Mr. Voll would prefer that Democrats work to repair the wounds President Trump inflicts on democracy by standing behind him in full-throated support when he escapes accountability and regains the political office to inflict those wounds further.
The ‘both-sides-ism’ present in Mr. Voll’s article is insultingly reductive to the facts of the political situation and to the intelligence of the American citizen whose duty it is to analyze that situation and participate accordingly.
Senator Ed Markey silently recusing himself from an event that will certainly proceed entirely unaffected by his absence is not “fighting fire with fire” (as Mr. Voll says) against real, actual physical violence resulting in the invasion of Congress and multiple deaths.
Understanding the distinction between peaceful and violent protest is essential to the maintenance and betterment of our democracy. Mr. Voll’s op-ed attempts to blur this line, and it is symbolic of a larger movement of Donald Trump’s conservative base to do the same. When you simplify the facts of Ed Markey’s absence and January 6th to vague symbolic gestures, it is easier to engage in the fallacious ‘both-sides-ism’ which ignores these events’ wildly different material consequences.

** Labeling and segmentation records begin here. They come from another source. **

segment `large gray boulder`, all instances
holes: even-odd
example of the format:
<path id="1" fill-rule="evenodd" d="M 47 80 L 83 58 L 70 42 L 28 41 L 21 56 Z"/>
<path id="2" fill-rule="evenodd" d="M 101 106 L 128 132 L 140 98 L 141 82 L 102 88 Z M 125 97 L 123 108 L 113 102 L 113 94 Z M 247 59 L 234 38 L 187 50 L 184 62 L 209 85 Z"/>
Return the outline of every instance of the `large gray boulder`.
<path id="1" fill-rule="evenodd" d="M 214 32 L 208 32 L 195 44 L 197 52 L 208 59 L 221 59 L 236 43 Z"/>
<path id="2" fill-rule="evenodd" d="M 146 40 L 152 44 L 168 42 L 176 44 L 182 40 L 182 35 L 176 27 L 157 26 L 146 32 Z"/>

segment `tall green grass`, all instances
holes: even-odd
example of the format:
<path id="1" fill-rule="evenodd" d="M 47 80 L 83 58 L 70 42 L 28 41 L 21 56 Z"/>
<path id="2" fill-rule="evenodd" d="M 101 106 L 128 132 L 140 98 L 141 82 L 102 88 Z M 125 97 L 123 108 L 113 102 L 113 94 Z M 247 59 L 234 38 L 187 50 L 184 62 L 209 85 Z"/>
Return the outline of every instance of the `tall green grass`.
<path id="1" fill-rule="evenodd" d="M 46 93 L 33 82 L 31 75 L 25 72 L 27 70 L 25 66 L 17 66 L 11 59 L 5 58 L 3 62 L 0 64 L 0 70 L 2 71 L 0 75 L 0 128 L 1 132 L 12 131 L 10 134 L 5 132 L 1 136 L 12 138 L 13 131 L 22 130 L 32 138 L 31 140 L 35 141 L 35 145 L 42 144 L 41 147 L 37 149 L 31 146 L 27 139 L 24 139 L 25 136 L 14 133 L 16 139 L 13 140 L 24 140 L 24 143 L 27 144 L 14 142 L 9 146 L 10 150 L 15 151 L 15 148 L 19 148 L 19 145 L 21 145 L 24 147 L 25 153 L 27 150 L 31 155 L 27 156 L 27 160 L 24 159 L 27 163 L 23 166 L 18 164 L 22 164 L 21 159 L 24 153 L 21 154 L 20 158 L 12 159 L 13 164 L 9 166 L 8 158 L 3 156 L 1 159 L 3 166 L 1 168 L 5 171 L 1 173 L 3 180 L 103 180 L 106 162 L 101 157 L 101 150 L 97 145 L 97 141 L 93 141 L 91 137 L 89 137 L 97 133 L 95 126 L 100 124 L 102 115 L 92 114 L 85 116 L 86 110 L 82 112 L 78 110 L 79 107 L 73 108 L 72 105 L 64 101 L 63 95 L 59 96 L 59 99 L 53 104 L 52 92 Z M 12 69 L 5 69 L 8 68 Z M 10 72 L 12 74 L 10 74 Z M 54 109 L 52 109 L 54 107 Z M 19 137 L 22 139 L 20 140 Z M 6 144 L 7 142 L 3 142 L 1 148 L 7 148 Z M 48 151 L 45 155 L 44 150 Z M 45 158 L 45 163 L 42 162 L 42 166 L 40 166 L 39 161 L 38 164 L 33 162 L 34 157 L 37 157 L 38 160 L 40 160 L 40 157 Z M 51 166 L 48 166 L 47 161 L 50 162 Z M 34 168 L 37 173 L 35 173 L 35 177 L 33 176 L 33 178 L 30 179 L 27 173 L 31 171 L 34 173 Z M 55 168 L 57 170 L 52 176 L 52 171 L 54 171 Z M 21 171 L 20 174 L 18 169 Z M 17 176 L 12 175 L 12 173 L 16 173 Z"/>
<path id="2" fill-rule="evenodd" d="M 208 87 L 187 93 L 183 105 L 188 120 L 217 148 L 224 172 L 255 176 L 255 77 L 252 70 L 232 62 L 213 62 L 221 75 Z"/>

Finally, Mr. Voll omits the fact that Senator Markey’s absence at the inauguration meant he could instead be present in his district for the celebration of Martin Luther King Jr. Day. In fact, it is precisely Dr. King’s legacy that reminds us dissent in the face of an unjust power is not a detriment to our democracy, but rather the very backbone of its integrity.
Dr. King lived by this doctrine of peaceful protest. He was murdered by those who embraced its violent counterpart.